By Jordan J. Michael
GUILDERLAND –– Rebecca Golderman has been competing in the National Football League’s Punt, Pass, and Kick program for years to add some extra fun to her life, but, after qualifying for the National Finals, she might have to do a little more practicing.
Golderman, 15, of Guilderland, says she just competes for enjoyment. She plays three sports –– soccer, lacrosse, and cross-country skiing. However, she’s gotten really good at punting, passing, and kicking a football. Her older brother, Eric, used to do this, and now her younger sister, Jamie, is following along.
She is the first Golderman to reach the National Finals of PPK. Her fun just got a little more serious.
“The neighbors always ask what’s going on,” said Golderman this week. “I think this has become a family tradition, and it’s always cool to go to professional football games.”
A few weeks ago at Giants Stadium, Golderman had a total distance of 301 feet, 6 inches to advance to the National Finals in her division of 14- and 15-year-old girls. She punted the ball 110 feet, 5 inches; passed the ball 62 feet, 3 inches; and kicked the ball 128 feet, 10 inches off of a tee.
“My throw is the worst of the three, but I can throw it 30 yards if I really tried,” Golderman said. As a varsity soccer player, her kicks are never in question; some of them helped Guilderland get to the state semifinals this year. “My passes aren’t as consistent as my kicks,” she said, “but I can throw a spiral.”
Golderman is awaiting a call from the NFL so that she and her father, Phil, can be flown out to one of the AFC or NFC divisional playoff games on Jan. 12 or 13. It is there that she’ll put her skills to the test, but the competition won’t be in front of thousands of people or aired on live television.
“Sure, why not,” said Golderman when asked if she could punt, pass, and kick in front of thousands of watching eyes. “I guess it would be a little weird though.”
Established in 1961, the NFL PPK program is a national skills competition for boys and girls between the ages of 6 and 15; the genders compete separately against their peers. There are five different age divisions (6-7, 8-9, 10-11, 12-13, and 14-15) and the program is free. More than three million boys and girls compete around the country.
Golderman is one of 40 finalists. She said that the girls have an easier trek to the National Finals because not as many girls compete.
“There’s less of an interest for the girls,” said Golderman. “Way more boys are doing this, so it’s harder for them to advance. Some girls don’t think it’s ‘right’ to play football, but, I mean, this isn’t really ‘playing’ football.”
The NFL PPK starts at a local level, then the top finisher in each age group advances to the sectional round. The top four finishers from each division at the sectional level go to the team championship. All 32 NFL teams host a PPK team championship and the top four in each division advance to the national finals.
During each competition, each participant is allowed only one punt, one pass, and one kick. Scores are based on both distance and precision. For example, if a participant passes the ball 80 feet, but the ball lands 20 feet to the right of the measuring tape, the final score is calculated by deducting 20 from 80, for a final score of 60.
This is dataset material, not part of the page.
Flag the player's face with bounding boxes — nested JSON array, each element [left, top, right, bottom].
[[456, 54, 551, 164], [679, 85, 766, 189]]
A participant’s final score is his or her collective total for the three individual events. For example, if the contestant scores 30 for punting, 70 for passing, and 32 for kicking, the participant’s final score would be 132.
Golderman likes watching the game of football, but soccer is her fall sport.
“I play Thanksgiving football with the family, not tackle, but a little competitive,” Golderman said. “It’s a whole bunch of guys, and then me.”
Sports help Golderman “stay on track,” she said. “It’s fun to be on a team and make new friends. Winning is always good, too.”
Golderman finished first at the team championship at Giants Stadium when she was 9, but didn’t rank high enough to advance. She remembers watching her brother, Eric, punt, pass, and kick when she was little. She ended up following her brother’s lead.
“Eric and his friend didn’t do too well on the first try,” said Mr. Golderman. “Eric’s friend threw his certificate in the garbage on the way out, but my son liked it and kept coming back every year.”
Golderman never would have done PPK without watching her older brother do it first. But, she’s far surpassed her elder.
“Everyone’s excited for me because they know that this make me happy,” Golderman said. “I’m just here to have fun and watch some football.”